Now that we've established how to connect homogeneous coordinates to a projective line using harmonics we continued by looking at some more algebraic projective lines- with coefficients of Z₂, Z₃, and Z₅, we saw that these projective lines would have 3,4, and 6 points respectively, corresponding to the 2,3,and 5 ordinary points and one ideal point. This lead to
A discussion of using the complex numbers, C, and the geometry of CP(1). The ordinary points on this "line" can be visualized as a plane or all the points of a sphere except one- which corresponds to the north pole or the point at infinity. [This was compared to the visualization of RP(1) as a circle.]
The discussion turned to algebraic projective transformations of RP(1). When these leave the ideal point fixed they are called affine transformations and form a group under composition. We showed that an affine transformation has a matrix of the form

a	b
0	1

and therefore T(Px)=Pax+b. Thus an affine transformation of the projective line is a dilation/reflection followed by a translation.

We looked at the idea of establishing the idea of a distance between ordinary points using absolute value-

d( <a,b>,<c,d>) = |a/b - c/d|. We showed this is well defined and then discussed what the isometries for this distance would be. After some analysis we saw that this would mean that in the matrix of an isometry |a|=1, so a=1 or a=-1. I.e, the matrix is

+/-1	b
0	1

or that T(Px)=P+/-x+b. Thus an isometry of RP(1) is a reflection followed by a translation.

We also looked further at Pascal's theorem and its planar dual Brianchon's theorem. Next class we'll prove Brianchon's theorem using an elliptic hyperbaloid.

Today we did more on algebraic projective transformations of CP(1). This meant first examining what it meant for these to be affine, and then the geometry of addition and multiplication of complex numbers. Addition of a constant complex number corresponded to a translation. Multiplication by a constant corresponded to a dilation using the absolute value of the complex number for the factor and a rotation by the angle the corresponding vector mad with the positive real axis. We also saw how affine transformations could preserve the distance between complex numbers if |a|=1 where a is a complex number, so a can be thought of a point on the unit circle and multiplication by a corresponds to a rotation.

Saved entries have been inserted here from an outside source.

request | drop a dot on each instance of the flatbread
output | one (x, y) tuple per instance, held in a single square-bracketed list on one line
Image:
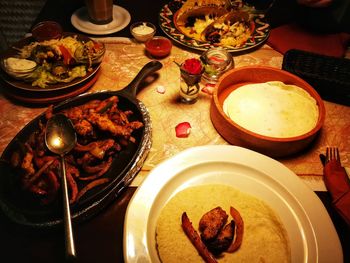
[(265, 238)]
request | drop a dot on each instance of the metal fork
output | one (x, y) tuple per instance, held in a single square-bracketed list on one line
[(332, 154)]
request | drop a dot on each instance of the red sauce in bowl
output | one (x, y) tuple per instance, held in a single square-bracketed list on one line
[(47, 30), (158, 46)]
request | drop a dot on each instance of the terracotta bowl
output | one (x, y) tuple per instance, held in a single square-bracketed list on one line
[(237, 135)]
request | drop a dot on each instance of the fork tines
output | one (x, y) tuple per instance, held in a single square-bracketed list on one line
[(332, 153)]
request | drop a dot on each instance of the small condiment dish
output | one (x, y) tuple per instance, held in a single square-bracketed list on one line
[(158, 46), (142, 31)]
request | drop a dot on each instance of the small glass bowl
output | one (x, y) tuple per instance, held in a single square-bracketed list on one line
[(158, 46), (142, 31)]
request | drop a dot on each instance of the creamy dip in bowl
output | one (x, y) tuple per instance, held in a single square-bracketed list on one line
[(266, 109)]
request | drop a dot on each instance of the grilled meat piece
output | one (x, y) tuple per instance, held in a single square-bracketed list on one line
[(211, 223), (224, 239)]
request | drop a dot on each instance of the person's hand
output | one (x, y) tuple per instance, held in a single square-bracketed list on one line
[(315, 3)]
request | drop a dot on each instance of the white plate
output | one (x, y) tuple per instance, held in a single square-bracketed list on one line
[(311, 232), (121, 18)]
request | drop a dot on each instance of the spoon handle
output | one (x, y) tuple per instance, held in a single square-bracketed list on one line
[(70, 248)]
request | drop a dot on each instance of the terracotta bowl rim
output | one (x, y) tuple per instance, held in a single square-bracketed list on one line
[(306, 86)]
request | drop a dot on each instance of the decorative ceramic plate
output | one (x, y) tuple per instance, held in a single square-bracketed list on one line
[(166, 22), (311, 232)]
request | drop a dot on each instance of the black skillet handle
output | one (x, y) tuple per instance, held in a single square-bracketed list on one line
[(147, 69)]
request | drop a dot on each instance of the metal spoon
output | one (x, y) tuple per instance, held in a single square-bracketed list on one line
[(60, 138)]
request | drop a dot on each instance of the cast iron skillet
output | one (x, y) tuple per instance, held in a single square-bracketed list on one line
[(23, 209)]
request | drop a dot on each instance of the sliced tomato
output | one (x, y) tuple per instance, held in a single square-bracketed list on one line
[(67, 57)]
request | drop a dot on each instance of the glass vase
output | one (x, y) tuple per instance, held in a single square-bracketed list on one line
[(189, 87)]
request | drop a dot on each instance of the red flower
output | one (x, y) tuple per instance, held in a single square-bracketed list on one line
[(192, 66), (183, 129)]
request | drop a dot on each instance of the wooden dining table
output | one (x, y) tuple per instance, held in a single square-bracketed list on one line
[(100, 239)]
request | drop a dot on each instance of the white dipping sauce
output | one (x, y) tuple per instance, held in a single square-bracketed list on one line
[(272, 109), (19, 64)]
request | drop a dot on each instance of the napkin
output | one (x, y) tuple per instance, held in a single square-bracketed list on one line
[(293, 36), (338, 185)]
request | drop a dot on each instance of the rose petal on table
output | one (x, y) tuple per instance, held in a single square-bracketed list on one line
[(161, 89), (183, 129)]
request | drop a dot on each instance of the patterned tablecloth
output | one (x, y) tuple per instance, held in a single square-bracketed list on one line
[(123, 60)]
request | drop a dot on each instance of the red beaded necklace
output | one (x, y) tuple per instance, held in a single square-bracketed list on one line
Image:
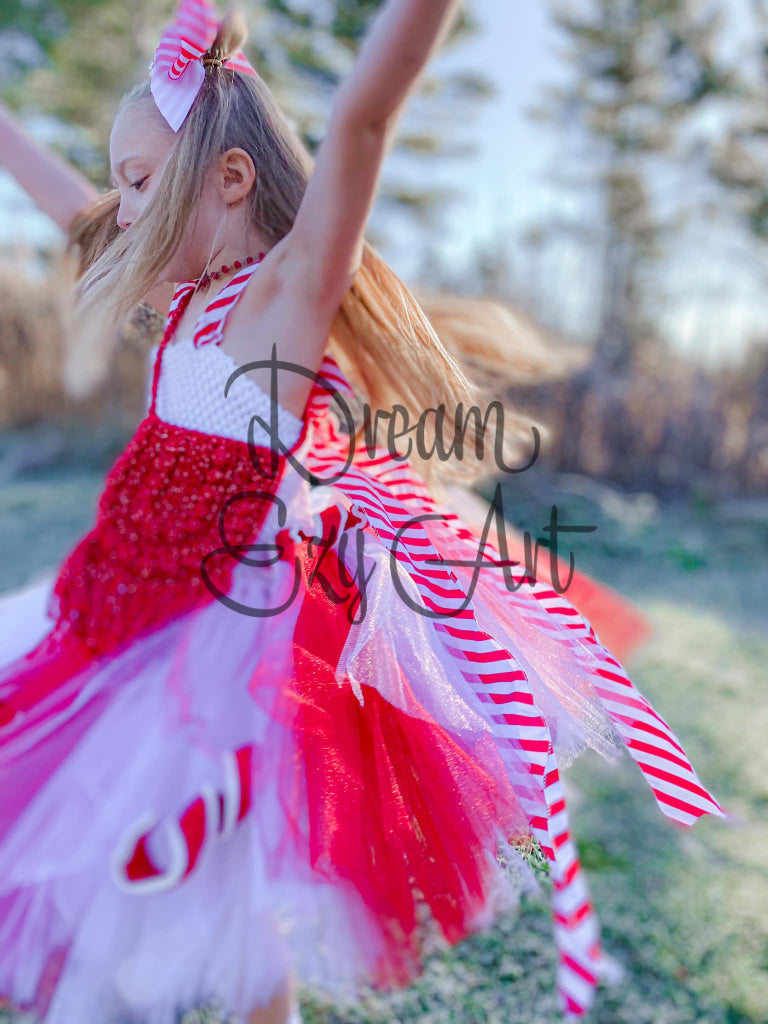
[(210, 275)]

So affine transformations of CP(1) are rotations followed by translations of the plane of complex numbers. Notice these are all orientation preserving transformations. so any reflection of the plane is not an isometry in this geometry. We looked briefly at another transformation that was a reflection, namely complex conjugacy, T(a+bi)=a-bi. This is not an isometry in this geometry because it is orientation reversing.

We spent the remainder of the lecture time going over the proof of Brianchon's Theorem using the proof of Hilbert and Cohn-Vossen based on hexagons lying on the surface of an elliptic hyperbaloid (which is a ruled surface).